Foi somente a partir dessas considerações que foi possível enxergar as estratégias de recomposição para a Casa como manutenção extraordinária, e não como repristino; e, finalmente, estabelecer os critérios de como poderiam ser feitas as substituições, levando em conta uma hierarquia de métodos para se evitar ações indiscriminadas. Foi também a partir dessas mesmas considerações que se tornou possível estabelecer uma tensão dialética entre o “momento” em que a intervenção se concentra nas consolidações ou substituições que deverão sanear o arcabouço existente, e o “momento” em que se realiza acréscimos, solicitados pelo programa museal, e que se pautam por uma certa diferenciação “ambientada” na mesma tectônica do existente – o piso cimentício vermelho, com tabeiras em pedra sabão, que não encosta nas paredes tradicionalmente sem rodapés; os fechamentos de algumas faces externas cuja abertura trazia uma série de problemas para o programa de usos de conservação; o uso da madeira com desenho contemporâneo; o “prolongamento” do edifício por meio de um anexo que, efetivamente, não o toca (Fig. 5-8).

Fig. 5. Novo piso e visão interna do anexo (fonte: foto de A. Pompei / Inst. Pedra, set. 2021)

Fig. 6. Novo módulo de escada conjugada a elevador, com soluções contemporâneas em madeira (fonte: foto de A. Pompei / Inst. Pedra, set. 2021)

Fig. 7. Fechamento de vão como intervenção distintiva do existente – vista externa (fonte: foto de A. Pompei / Inst. Pedra, set. 2021)

Fig. 8. Mesma intervenção – vista interna (fonte: foto de A. Pompei / Inst. Pedra, set. 2021)


Notas:

[1] VASCONCELLOS, Diogo de. História antiga das Minas Gerais. Belo Horizonte: 1904 e VASCONCELLOS, Salomão de. O Palácio de Assumar: estudo crítico-histórico. Belo Horizonte: Graphica Queiroz Breyner LTDA, s/d.
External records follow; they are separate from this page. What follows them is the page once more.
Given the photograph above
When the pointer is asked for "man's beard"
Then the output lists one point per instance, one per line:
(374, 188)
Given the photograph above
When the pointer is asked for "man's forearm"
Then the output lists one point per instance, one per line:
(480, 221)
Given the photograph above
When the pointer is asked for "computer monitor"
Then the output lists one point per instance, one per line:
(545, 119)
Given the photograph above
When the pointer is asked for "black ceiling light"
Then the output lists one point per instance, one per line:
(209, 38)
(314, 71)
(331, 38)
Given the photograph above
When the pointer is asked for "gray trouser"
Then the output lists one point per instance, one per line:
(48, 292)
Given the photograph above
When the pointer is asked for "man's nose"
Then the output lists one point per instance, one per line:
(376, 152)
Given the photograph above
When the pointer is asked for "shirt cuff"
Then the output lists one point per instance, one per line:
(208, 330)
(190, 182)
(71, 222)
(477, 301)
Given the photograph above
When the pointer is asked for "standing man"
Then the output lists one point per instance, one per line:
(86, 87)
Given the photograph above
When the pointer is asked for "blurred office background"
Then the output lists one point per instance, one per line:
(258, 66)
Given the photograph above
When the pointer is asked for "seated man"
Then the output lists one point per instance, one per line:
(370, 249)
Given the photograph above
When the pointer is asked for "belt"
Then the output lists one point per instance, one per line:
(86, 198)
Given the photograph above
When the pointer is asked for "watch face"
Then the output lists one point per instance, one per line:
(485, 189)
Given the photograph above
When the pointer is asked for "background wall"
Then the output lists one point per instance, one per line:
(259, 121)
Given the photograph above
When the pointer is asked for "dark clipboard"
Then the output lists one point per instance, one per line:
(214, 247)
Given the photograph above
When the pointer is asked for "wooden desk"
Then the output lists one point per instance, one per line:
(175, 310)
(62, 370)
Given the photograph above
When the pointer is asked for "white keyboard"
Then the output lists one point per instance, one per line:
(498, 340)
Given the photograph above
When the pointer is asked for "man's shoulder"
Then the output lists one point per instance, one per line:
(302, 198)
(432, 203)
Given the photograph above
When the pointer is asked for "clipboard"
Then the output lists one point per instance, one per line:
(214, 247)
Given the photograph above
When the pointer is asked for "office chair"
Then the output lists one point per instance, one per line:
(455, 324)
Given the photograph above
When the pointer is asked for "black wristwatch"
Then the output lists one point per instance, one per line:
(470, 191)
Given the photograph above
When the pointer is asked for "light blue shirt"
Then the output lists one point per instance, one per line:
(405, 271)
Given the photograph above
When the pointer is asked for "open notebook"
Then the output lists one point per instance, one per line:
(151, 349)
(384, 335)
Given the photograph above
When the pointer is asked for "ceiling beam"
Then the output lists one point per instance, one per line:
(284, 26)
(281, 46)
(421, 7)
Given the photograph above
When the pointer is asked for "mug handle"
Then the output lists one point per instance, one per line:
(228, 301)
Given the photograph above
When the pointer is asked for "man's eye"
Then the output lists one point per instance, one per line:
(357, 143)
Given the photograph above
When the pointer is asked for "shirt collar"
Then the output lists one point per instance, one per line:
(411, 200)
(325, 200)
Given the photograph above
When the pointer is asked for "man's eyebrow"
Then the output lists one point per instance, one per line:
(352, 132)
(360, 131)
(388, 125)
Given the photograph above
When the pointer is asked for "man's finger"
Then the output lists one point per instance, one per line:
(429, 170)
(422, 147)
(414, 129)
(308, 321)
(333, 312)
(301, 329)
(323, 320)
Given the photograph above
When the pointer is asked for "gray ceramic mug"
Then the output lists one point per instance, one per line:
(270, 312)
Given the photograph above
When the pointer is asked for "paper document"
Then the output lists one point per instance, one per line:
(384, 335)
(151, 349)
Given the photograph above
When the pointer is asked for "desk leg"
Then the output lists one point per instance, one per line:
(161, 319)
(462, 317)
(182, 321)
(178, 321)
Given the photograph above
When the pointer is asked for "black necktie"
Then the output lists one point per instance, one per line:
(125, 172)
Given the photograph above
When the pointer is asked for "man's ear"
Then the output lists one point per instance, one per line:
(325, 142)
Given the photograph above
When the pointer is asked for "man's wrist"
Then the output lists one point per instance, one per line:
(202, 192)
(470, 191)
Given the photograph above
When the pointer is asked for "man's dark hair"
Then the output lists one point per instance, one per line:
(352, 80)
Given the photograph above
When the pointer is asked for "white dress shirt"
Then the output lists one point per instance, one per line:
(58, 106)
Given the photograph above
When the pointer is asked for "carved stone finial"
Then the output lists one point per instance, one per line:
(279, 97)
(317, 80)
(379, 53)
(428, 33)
[2] TRINDADE, Raimundo (Cônego). A casa de São Francisco em Mariana. In: Revista do patrimônio histórico e artístico nacional, n. 8. Rio de Janeiro: MES, 1944, pp. 276 – 324.

[3] Contrato da obra da construção da igreja de São Francisco de Mariana sob o orago de nossa Senhora da Conceição feito com José Pereira Arouca no ano de 1762. Arquivo Eclesiástico da Arquidiocese de Mariana.
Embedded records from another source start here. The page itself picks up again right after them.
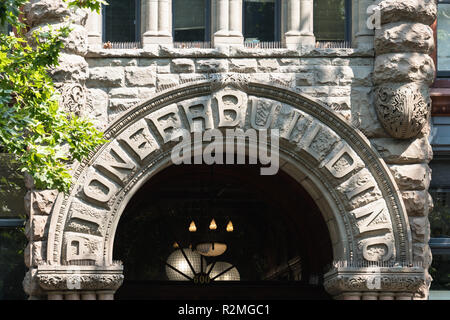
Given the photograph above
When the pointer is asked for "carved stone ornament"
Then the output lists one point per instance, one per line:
(403, 110)
(73, 97)
(369, 279)
(62, 278)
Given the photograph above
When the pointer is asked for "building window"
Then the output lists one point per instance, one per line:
(443, 38)
(261, 20)
(121, 21)
(332, 20)
(191, 22)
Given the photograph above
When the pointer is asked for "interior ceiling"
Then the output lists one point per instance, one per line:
(240, 193)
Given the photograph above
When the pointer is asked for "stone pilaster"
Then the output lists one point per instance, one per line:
(157, 23)
(228, 22)
(403, 72)
(69, 78)
(299, 29)
(373, 282)
(80, 282)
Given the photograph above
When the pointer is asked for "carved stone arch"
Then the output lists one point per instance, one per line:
(332, 160)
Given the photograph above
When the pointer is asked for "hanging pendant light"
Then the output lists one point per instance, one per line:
(213, 225)
(192, 227)
(230, 226)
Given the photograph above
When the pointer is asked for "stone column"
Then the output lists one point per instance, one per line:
(299, 24)
(94, 28)
(403, 72)
(361, 283)
(366, 17)
(157, 28)
(80, 282)
(228, 17)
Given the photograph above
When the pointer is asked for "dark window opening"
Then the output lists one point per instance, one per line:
(191, 22)
(332, 20)
(121, 21)
(261, 20)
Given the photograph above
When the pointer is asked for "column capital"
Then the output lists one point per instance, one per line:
(76, 278)
(341, 280)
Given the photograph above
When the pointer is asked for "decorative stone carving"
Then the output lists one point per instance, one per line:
(80, 278)
(73, 97)
(374, 278)
(403, 110)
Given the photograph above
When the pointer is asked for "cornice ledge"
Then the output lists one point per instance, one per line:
(374, 279)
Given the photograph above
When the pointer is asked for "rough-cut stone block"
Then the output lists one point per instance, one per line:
(242, 65)
(183, 66)
(140, 76)
(45, 11)
(407, 10)
(106, 77)
(167, 80)
(417, 203)
(42, 201)
(211, 65)
(99, 100)
(327, 75)
(34, 253)
(398, 151)
(304, 79)
(412, 176)
(110, 62)
(404, 37)
(71, 68)
(38, 228)
(420, 227)
(403, 67)
(363, 113)
(268, 65)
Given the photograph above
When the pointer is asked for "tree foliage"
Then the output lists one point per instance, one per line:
(43, 137)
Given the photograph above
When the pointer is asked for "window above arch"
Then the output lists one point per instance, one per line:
(191, 22)
(261, 20)
(332, 20)
(121, 21)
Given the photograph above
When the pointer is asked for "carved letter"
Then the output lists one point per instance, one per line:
(98, 193)
(192, 110)
(139, 139)
(167, 121)
(82, 247)
(377, 219)
(111, 167)
(341, 171)
(378, 249)
(226, 120)
(262, 115)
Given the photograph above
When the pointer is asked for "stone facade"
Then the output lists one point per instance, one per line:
(371, 102)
[4] BRANDI, Cesare. Teoria da Restauração. Cotia, SP: Ateliê Editorial, 2004.


Benjamim Saviane é arquiteto (2014) e Mestre (2021) pela FAUUSP, com pesquisa em História da Arquitetura e do Urbanismo e Estética do Projeto – tema: Levantamento arquitetônico: prática antiga, disciplina contemporânea. Atua no Instituto Pedra como coordenador de equipe e coordenador de projetos. Linhas de pesquisa: história da arte, restauro arquitetônico e levantamento arquitetônico.